だが田仲はふと、ひとつの考えがよぎった。
「三田村さん、もし何か聞けたら、週明けに教えるね」
「ありがとう。それとね、ずっと聞きたかったことなんだけど」
本題は別にあるようだった。
「田仲さん、辞めようかなって前に言ってたじゃん。あれ本気?」
「えっ――」
ドキッとした。確かにそう思っていた時期はあるし、今だって時折考える。夫に言われたからじゃない。だが仕事に終止符を打てば、夫との生活も綺麗に整理できるのではないか、という妙な錯覚はあった。

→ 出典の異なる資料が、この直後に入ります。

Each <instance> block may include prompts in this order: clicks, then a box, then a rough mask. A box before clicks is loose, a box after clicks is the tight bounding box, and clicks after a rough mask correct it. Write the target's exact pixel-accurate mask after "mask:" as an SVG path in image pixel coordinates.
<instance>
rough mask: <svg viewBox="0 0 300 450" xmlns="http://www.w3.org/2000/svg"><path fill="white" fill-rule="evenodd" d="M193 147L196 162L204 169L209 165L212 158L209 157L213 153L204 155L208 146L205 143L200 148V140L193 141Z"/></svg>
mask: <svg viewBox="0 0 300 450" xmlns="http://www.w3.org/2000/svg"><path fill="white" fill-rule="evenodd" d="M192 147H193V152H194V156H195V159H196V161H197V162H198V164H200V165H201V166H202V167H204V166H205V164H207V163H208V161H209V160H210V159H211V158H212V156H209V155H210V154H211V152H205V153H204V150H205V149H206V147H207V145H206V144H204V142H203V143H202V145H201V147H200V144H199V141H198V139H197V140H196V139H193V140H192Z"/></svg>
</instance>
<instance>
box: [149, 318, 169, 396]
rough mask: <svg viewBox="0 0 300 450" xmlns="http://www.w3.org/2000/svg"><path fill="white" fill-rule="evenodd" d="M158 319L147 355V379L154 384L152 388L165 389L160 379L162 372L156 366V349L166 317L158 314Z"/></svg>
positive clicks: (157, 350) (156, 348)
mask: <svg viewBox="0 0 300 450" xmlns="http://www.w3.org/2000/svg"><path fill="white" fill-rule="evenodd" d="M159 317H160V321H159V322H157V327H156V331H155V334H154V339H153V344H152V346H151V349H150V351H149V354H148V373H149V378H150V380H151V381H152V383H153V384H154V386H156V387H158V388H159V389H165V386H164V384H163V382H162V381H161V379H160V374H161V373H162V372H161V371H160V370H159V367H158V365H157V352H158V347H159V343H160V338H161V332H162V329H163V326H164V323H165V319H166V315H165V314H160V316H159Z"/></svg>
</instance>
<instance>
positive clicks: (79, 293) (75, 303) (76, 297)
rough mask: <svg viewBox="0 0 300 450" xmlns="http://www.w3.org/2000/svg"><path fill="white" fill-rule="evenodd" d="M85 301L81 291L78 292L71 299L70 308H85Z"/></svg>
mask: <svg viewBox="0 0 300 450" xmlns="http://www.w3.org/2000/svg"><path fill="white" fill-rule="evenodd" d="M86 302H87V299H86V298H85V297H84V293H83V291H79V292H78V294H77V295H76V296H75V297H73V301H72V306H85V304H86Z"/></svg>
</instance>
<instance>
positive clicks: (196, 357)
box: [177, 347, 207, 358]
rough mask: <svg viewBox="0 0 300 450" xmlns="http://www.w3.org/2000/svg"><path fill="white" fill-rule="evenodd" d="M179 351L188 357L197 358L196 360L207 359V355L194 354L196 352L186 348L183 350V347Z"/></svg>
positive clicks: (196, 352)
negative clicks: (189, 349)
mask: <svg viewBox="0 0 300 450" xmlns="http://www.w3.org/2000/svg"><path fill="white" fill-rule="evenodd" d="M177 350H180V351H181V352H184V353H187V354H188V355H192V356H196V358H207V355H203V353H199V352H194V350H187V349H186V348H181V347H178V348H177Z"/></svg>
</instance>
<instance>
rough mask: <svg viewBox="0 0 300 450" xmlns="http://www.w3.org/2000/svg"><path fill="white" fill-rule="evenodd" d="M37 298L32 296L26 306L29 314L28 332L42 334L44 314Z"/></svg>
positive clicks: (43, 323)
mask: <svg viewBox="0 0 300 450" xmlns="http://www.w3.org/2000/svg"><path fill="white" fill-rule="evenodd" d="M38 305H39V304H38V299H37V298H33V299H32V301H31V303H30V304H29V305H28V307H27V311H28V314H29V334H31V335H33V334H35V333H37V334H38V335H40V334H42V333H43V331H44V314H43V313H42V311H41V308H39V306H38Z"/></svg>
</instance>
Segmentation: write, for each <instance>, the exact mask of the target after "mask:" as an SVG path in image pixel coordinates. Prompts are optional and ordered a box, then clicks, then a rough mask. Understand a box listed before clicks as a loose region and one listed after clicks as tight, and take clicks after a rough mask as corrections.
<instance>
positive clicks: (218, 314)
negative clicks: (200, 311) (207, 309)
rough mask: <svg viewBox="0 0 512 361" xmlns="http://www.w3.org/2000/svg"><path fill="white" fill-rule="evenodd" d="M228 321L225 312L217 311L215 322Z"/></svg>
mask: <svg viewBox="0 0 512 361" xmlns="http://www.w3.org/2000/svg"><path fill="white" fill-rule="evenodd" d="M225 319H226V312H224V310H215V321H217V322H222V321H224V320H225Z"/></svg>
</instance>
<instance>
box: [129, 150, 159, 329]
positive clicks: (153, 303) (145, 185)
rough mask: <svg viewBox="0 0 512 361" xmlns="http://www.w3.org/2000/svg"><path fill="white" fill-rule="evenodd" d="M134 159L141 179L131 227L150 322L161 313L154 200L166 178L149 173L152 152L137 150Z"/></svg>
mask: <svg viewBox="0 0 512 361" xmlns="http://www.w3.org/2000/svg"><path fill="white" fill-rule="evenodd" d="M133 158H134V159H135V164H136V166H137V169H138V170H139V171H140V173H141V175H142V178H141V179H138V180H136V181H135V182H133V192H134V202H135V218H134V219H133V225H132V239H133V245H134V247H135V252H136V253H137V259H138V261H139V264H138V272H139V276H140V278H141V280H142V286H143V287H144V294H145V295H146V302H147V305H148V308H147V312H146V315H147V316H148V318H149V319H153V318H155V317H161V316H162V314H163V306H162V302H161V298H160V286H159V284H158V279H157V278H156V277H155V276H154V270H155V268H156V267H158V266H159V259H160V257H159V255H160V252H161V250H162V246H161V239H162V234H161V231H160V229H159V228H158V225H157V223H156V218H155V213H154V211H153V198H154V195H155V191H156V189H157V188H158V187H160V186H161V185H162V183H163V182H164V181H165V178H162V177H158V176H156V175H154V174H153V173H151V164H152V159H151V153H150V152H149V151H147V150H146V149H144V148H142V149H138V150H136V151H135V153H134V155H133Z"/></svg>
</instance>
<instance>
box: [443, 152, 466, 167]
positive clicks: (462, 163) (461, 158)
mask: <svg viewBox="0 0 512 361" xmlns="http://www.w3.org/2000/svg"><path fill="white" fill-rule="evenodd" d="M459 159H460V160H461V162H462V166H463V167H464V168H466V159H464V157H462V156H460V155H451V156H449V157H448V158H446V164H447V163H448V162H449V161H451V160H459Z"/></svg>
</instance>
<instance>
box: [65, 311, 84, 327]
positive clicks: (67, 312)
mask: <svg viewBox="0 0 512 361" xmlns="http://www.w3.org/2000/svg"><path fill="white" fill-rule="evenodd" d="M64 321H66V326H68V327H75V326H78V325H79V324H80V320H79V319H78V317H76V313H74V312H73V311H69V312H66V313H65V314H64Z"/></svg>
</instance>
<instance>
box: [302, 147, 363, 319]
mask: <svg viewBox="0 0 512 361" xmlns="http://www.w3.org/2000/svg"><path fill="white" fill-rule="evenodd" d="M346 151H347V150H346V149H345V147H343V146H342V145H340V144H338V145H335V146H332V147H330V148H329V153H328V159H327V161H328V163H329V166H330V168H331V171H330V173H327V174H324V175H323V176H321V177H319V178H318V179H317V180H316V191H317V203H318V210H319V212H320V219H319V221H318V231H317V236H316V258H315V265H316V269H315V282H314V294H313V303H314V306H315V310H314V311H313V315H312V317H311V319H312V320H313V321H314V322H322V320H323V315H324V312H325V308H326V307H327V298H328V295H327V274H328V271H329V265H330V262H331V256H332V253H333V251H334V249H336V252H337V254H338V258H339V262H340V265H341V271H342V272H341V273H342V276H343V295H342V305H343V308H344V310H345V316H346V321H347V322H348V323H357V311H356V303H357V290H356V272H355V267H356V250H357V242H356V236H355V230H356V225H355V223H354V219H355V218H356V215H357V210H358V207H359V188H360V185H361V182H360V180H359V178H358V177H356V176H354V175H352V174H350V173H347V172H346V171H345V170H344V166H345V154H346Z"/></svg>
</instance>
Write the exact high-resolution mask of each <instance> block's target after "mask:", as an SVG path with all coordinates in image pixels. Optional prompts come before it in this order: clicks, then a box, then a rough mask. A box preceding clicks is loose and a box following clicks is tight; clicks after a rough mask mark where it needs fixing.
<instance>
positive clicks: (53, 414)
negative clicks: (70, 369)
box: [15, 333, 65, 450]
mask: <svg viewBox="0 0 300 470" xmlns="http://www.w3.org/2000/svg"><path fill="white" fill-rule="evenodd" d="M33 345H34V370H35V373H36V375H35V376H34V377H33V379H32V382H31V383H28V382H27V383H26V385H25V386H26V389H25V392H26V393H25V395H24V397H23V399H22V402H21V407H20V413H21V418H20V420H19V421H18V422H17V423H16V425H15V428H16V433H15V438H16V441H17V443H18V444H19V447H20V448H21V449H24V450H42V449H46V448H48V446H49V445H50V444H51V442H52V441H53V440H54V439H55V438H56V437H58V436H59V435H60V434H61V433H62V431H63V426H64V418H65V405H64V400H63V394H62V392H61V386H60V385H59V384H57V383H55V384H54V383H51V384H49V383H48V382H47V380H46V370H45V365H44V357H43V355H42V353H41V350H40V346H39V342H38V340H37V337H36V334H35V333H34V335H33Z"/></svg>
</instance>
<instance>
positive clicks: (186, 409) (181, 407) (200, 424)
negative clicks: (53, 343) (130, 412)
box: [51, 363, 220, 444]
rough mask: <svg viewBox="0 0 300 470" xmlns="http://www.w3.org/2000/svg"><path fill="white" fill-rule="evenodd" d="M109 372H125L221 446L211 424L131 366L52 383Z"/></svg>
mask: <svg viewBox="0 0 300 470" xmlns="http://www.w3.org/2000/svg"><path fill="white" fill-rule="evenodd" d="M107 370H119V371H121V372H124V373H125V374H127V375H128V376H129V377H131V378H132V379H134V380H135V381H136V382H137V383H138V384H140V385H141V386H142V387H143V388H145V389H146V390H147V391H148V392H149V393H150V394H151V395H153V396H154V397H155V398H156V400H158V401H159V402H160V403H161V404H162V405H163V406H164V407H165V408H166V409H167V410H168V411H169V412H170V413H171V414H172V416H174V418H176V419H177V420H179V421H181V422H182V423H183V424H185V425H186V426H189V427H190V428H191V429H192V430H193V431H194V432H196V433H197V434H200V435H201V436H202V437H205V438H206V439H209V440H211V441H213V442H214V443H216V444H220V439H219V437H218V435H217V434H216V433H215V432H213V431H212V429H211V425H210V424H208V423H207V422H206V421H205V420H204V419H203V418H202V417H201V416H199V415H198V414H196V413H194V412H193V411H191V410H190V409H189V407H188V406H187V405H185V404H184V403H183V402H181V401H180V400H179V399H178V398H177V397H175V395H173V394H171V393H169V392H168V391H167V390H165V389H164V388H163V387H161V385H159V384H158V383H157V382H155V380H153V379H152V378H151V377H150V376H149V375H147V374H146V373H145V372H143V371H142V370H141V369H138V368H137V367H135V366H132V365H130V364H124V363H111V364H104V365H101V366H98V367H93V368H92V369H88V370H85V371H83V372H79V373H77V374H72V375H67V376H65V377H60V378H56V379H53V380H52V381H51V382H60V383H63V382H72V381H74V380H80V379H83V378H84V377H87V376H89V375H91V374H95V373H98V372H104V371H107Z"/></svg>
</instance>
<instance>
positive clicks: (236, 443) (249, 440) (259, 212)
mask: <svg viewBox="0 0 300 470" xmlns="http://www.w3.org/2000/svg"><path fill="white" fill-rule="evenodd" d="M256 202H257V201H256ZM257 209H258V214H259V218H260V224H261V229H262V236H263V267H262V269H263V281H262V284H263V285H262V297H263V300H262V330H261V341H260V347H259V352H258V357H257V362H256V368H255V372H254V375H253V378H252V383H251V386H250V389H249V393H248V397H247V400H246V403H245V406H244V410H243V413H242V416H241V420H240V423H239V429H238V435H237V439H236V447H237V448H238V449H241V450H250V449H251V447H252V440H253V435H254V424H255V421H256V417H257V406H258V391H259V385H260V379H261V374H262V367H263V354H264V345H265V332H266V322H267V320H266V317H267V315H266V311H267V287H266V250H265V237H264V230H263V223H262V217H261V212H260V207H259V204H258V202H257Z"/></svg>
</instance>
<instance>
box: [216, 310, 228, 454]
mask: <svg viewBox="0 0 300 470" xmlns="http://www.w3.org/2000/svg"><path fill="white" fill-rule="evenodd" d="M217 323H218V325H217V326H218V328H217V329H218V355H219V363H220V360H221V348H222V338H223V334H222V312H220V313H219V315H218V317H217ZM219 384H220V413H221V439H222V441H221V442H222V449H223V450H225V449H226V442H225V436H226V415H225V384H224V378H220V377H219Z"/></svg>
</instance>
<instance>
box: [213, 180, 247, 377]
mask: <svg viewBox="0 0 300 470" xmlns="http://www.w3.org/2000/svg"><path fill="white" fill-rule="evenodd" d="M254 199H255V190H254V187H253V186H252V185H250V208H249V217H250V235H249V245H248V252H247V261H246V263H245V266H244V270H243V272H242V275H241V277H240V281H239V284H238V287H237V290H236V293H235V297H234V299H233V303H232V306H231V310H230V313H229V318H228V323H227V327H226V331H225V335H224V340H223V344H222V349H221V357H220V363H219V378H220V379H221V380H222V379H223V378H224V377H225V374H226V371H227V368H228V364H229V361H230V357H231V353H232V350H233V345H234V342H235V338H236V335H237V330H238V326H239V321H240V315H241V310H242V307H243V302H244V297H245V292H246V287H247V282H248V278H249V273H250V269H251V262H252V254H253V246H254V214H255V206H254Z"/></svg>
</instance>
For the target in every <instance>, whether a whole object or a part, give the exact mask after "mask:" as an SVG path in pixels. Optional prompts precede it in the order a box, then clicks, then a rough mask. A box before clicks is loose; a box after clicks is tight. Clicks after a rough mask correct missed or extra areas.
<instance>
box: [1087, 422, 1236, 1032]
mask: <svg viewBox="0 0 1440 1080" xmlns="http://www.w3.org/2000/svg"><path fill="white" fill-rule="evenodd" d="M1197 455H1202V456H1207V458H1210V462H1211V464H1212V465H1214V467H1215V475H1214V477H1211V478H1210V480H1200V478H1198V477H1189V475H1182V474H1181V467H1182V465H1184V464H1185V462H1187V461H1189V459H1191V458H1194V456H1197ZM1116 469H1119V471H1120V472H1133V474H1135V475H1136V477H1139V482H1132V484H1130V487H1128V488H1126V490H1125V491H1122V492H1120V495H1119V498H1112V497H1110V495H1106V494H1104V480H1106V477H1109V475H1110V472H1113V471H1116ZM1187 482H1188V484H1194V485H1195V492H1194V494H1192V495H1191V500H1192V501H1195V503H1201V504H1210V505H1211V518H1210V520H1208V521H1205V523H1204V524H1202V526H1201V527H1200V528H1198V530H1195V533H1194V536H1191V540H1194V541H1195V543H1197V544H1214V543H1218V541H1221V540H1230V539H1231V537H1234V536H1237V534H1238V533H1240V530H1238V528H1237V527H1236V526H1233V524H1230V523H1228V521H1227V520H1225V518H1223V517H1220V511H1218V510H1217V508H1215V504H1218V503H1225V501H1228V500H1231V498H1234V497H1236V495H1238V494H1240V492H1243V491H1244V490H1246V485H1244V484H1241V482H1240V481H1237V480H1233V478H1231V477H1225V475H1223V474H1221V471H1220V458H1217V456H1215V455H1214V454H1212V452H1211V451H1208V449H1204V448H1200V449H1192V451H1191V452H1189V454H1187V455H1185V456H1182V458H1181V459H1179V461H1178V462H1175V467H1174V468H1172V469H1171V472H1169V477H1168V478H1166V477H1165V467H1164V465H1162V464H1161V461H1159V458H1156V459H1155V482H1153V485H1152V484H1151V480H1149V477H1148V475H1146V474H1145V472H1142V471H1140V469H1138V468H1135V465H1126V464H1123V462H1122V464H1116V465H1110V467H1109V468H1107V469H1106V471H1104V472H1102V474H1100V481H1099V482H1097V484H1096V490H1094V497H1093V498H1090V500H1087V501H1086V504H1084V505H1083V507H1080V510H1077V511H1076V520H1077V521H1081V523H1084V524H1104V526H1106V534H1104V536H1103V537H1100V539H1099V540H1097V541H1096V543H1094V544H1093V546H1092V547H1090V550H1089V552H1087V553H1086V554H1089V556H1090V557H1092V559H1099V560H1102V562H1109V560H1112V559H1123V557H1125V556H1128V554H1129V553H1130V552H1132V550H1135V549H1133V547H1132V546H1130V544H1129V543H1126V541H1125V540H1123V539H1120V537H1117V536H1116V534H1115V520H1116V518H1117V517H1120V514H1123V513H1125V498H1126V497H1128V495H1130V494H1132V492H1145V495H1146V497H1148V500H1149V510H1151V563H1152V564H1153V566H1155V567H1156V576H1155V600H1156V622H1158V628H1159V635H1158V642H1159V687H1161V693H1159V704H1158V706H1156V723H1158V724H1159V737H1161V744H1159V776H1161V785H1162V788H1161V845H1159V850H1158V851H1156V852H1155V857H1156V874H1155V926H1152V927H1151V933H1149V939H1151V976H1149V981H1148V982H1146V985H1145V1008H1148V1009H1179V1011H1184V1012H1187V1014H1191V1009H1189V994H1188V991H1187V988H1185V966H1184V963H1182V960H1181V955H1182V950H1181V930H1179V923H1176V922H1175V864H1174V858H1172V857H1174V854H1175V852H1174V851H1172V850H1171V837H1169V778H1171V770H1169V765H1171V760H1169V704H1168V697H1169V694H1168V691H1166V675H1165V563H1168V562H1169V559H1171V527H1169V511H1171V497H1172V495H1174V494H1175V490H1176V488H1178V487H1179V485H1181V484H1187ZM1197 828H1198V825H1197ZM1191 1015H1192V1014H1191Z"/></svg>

自分でもちぐはぐだと気づいている。もし一人で生きていくなら、むしろ仕事は続けた方が良い。そしてこの仕事を、キライなわけではなかった。
「今は考えてないよ」
曖昧に答えると、三田村は少し黙ってから、「あたしも一緒に辞める気だったのに」と言った。
「あたしが辞める理由としては、一番ベストだったのよ。頼れるリーダーがいなくなるっていうのがね」
何て答えていいか分からず、「じゃあ来年度もよろしく」と答えたが、やっぱりこれもちぐはぐだったように思う。
三田村は帰っていった。
田仲の心の中で、何かが燃えた。
木田がハザードボックスを回収するまでまだ時間がある。田仲はICNの枝西に会ってみようと思った。